Ruben Alonzo, an MIT junior who wants to use his own escape from poverty as a model for improving the lives of at-risk youth through education, has been awarded a 2010 Harry S. Truman Scholarship.
Alonzo, an economics major from Crystal City, Texas, is among approximately 60 students nationwide selected as winners of the $30,000 graduate scholarship. Awarded each year, the scholarships aim to find and recognize college juniors with exceptional leadership potential who are committed to careers in public service.
Alonzo seeks to use his talent and skills to help address the U.S. high-school dropout crisis and to empower young students to become role models — issues with which he is all too familiar.

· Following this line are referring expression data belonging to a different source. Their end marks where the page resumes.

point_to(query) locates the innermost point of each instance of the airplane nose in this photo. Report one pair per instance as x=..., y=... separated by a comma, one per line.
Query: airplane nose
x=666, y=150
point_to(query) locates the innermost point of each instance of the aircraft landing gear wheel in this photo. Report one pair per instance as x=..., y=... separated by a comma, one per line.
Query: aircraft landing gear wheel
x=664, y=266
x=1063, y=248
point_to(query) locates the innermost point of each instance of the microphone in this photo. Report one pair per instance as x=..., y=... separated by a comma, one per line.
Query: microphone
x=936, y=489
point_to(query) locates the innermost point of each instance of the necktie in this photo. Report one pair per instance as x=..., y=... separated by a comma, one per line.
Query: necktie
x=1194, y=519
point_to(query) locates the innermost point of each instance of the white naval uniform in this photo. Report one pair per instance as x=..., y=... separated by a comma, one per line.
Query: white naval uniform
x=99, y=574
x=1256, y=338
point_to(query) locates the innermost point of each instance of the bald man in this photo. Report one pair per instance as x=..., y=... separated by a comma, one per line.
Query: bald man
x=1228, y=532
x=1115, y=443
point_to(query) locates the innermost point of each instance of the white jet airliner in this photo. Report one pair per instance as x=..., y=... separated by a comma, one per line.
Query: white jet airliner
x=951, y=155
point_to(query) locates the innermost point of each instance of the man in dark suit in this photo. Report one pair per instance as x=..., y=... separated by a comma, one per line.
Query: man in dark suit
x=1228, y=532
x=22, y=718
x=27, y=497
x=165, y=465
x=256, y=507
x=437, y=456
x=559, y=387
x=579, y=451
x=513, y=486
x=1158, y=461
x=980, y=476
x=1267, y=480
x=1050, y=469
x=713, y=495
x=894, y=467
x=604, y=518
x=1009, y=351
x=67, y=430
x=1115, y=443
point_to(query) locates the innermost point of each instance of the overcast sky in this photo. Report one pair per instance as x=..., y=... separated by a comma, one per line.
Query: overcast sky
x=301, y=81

“Ruben’s story goes far beyond that of just an impressively informed and passionate student at MIT,” Professor Anne McCants, chair of MIT’s Truman Selection Committee, and Kimberly Benard, MIT’s program advisor for distinguished fellowships, wrote in their letter of nomination. “Ruben’s story is one about overcoming the odds of a background that suggested he would not, perhaps even could not succeed. What has put him at the top of our Truman Scholarship nominee cohort this year is the same drive that led him from the depths of poverty: an abiding reverence for education and dedication to helping others.”

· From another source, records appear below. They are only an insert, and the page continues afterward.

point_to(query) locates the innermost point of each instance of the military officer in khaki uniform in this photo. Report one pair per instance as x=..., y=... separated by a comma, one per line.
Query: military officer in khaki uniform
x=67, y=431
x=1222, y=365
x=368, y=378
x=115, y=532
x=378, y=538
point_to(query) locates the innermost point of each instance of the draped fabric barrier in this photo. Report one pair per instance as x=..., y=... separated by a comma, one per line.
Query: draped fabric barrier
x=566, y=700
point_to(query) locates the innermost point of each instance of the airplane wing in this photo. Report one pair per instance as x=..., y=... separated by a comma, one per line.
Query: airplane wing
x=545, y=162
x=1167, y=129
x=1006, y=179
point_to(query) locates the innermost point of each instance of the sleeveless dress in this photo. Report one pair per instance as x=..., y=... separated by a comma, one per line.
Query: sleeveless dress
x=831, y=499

Alonzo grew up in rural Zavala County, Texas, whose per-capita income of $10,034 in 1999 put it among the 25 poorest counties in the United States. Alonzo’s family still skirted the fringes of poverty despite his father’s job as a math teacher; to supplement their income, Alonzo and his family members worked as migrant farmers in North Dakota and Minnesota during the summer months. This was when Alonzo developed an appreciation for math; to help the time pass, his father promised him a few cents for every vegetable he picked. Very quickly, Alonzo learned to track and then to estimate how much money he could make over the course of a hot day in the sun. His father recognized Alonzo’s native quantitative skills and strove to encourage them.
Alonzo’s world was transformed dramatically when he was 14 and his father passed away. Before dying, Alonzo’s father told him to take care of his two sisters and mother, a pledge that he takes extremely seriously. His brother had already succumbed to the cycle of poverty and desperation in Zavala County and is currently serving a six-year prison sentence for drug dealing. Alonzo and his sisters supported each other and clung to education as a way to rise above poverty. His older sister will graduate this year from Texas A&M in Ocean Engineering, and his younger sister just started her degree program at Texas A&M International University.

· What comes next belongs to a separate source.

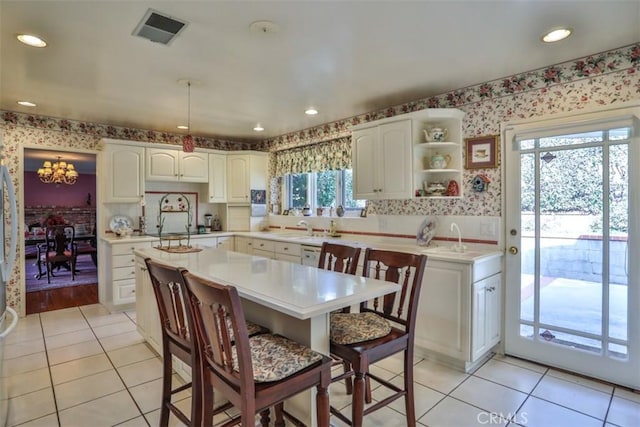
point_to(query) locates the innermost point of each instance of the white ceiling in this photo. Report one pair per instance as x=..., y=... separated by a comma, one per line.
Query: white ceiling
x=342, y=57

At MIT, Alonzo has maintained a solid 4.5 GPA while engaging in numerous activities focused on improving literacy among disadvantaged youths both locally and abroad. As a freshman, Alonzo was a founding member of Real Men Read, an organization that pairs strong male role models from MIT with struggling students from disadvantaged schools in Boston. The program inspired Alonzo to partner with friends to create Project LEAD (Leadership Enrichment and Ambassador Development), which provides both original programming and individual mentorship for underperforming youths in the Cambridge public schools. In the summer between his sophomore and junior years, Alonzo worked in Thailand, helping a school implement a new computer-based system for teaching math.
After he gets his MIT degree, Alonzo plans to serve in Teach for America for two years — preferably returning to the troubled Southwest Texas school system from which he graduated. Eventually, he hopes to pursue a doctorate in educational leadership before returning to the Southwest, where he wants to start a nonprofit that will help improve education.
“I made it this far because I had people who believed in me. They believed in me just like I believe in every single young student in America. I am dedicated to bridging the gaps between the academically/economically privileged and the disenfranchised,” Alonzo said. “Change has to start somewhere, and for me it starts back home. It starts in Texas. I am a community servant and a crusader for social change. The Truman Scholarship will open up doors for me to make this change possible.”